John Follini is a 58-year-old contractor from East Patchogue, L.I. He’s spent his life building barns, mending roofs and fences, installing light fixtures—doing the general upkeep required in sprawling homes along Long Island’s North Fork, in towns such as Bellport, Mastic-Shirley and Brookhaven. His forearms are invariably sheathed in a moist film of dirt; he has a gray mustache, a great muscular back. Like most accomplished Long Island contractors, he is a crack shot with a bow and arrow.
His father, who was also in the construction business, taught him to hunt when he was five. Grandpa Follini got in the way of a shotgun while serving as a guide on a bird hunt in East Hampton; he showed young John the pellets in his knuckles.
As a boy, he loved nothing more than to grab his shotgun and head out into the open fields in search of birds and rabbits. You could walk all day and not see a soul, let alone a gorgeous 12-point buck, like the one he put down last year. Back then, Long Island was barren farmland dotted with the occasional shrub or cluster of trees; hardly the ideal place for deer. Fifty years of development and all the leafy foliage that comes with it, combined with strict hunting laws—no more shotgun hunting, save for three weeks out of the year in specific places—has transformed Long Island into a deer’s paradise. The Department of Environmental Conservation has estimated a deer population of 20,000. “According to the DEC, there is supposed to be five deer per square mile,” said Mr. Follini. “But because of the lay of the land, the deer exist in pockets, where the concentration is closer to a hundred deer per square mile.”

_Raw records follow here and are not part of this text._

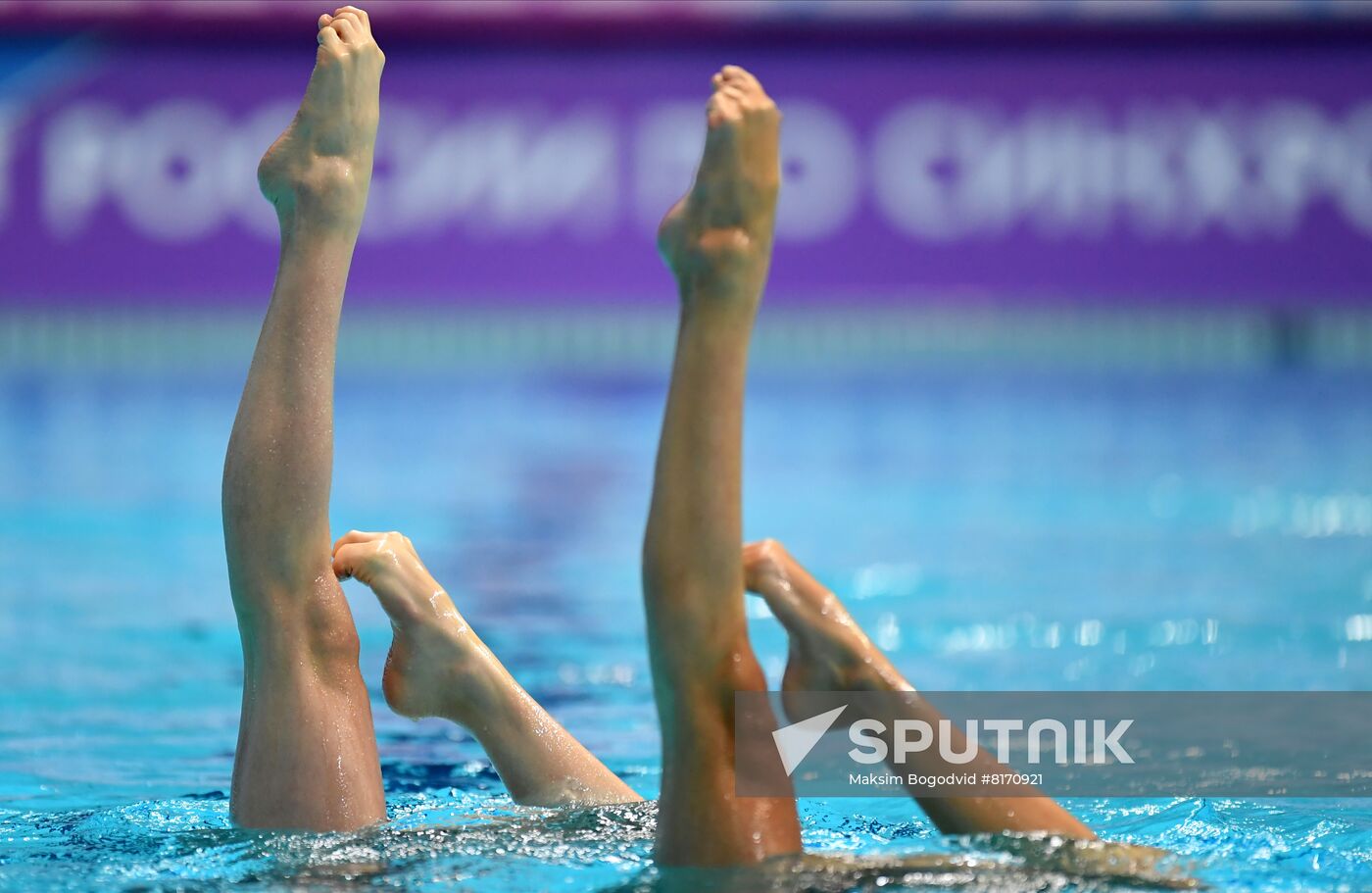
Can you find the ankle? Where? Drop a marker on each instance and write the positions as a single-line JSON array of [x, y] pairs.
[[326, 192]]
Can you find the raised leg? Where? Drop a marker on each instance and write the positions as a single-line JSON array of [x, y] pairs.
[[306, 755], [717, 243], [830, 653], [439, 667]]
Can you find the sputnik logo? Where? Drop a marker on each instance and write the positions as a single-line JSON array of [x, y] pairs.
[[798, 739]]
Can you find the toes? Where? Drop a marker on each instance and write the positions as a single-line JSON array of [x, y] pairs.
[[329, 38], [347, 27], [356, 13], [734, 74], [356, 536], [722, 109]]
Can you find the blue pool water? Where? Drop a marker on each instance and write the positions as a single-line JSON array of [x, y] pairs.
[[1214, 528]]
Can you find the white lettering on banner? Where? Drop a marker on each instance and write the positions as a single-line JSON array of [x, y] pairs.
[[950, 171], [937, 171], [74, 174], [496, 172]]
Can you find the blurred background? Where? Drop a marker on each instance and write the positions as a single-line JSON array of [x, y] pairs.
[[1062, 377]]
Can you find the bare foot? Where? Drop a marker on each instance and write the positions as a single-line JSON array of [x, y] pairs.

When a group of deer find a respectable estate, they milk it for all its worth.
Mr. Follini adapted with the times. He began bow hunting in his late 20s. He’s since killed more than 200 deer. Mostly in the North Fork, occasionally in the Hamptons. With deer so plentiful, of course, one could argue that shooting them is akin to exterminating rodents, with a similar lack of challenge or sportsmanship. But for Mr. Follini, the thrill of a kill hasn’t diminished.
“Every successful bow shot is the greatest bow shot of your life at that single moment. Because it takes so much work, so much effort, and so many missed opportunities to get that one good shot,” he said.
Deer-hunting season begins October 1 and lasts through December. Bow hunters all over Long Island—there are many thousands of them—are already gearing up, looking for patterns, combing the woods to find a good tree for a tree stand between a bedding ground and a feeding area. Given the limited amount of public land where bow hunters can hunt, those who don’t have connections with grounds keepers and caretakers in estate country try to set up their tree stands in residential neighborhoods wherever they can get permission. Bow hunters will pay homeowners with at least 3 acres $5,000 a season for permission to set up a stand.
Mr. Follini has been doing target practice with his Mathews Switchback compound bow several times a week on a box propped up in the middle of field near Mastic Beach. On a recent afternoon, Mr. Follini invited me to join him and his bow hunting pal John Scaramucci.
Mr. Scaramucci has a water treatment company in western Nassau. He uses a traditional long bow, which are supposed to be quieter, and wore a holster style quiver attached to his belt. Mr. Follini thinks the old long bows are ridiculous.
As they fired away, landing one bull’s eye after the next, I inquired if shooting a deer was any different than shooting a cow!
“You talk to most deer hunters and the amount of time that you have to put in—in the woods—to actually see a deer,” Mr. Follini said. “I mean there are the does, the female deer, that are not as hard to shoot because they’re not as wary, but a nice buck”—under tinted frames, his eyes opened wide—“let me tell you, if you even get one really nice one in a season, you’re extremely lucky.”
Bucks are very smart animals. Their noses are 15,000 times as sensitive as a human’s, they’re fast and athletic, and the range on a bow is only 20 and 40 yards. “People see deer in the setting when they’re almost tame, because they’re around people and houses—in the woods, it’s a different story,” said Mr. Follini. “They can tell if you’ve walked through their area, they can tell two days later—they pick up your sent and actually know that somebody came through their area where they feel safe in the woods. Then they get weary; they might move, or all of a sudden they’re on the lookout all the time. You find a spot and put a little stand in the tree and you sit there for three hours at a time.”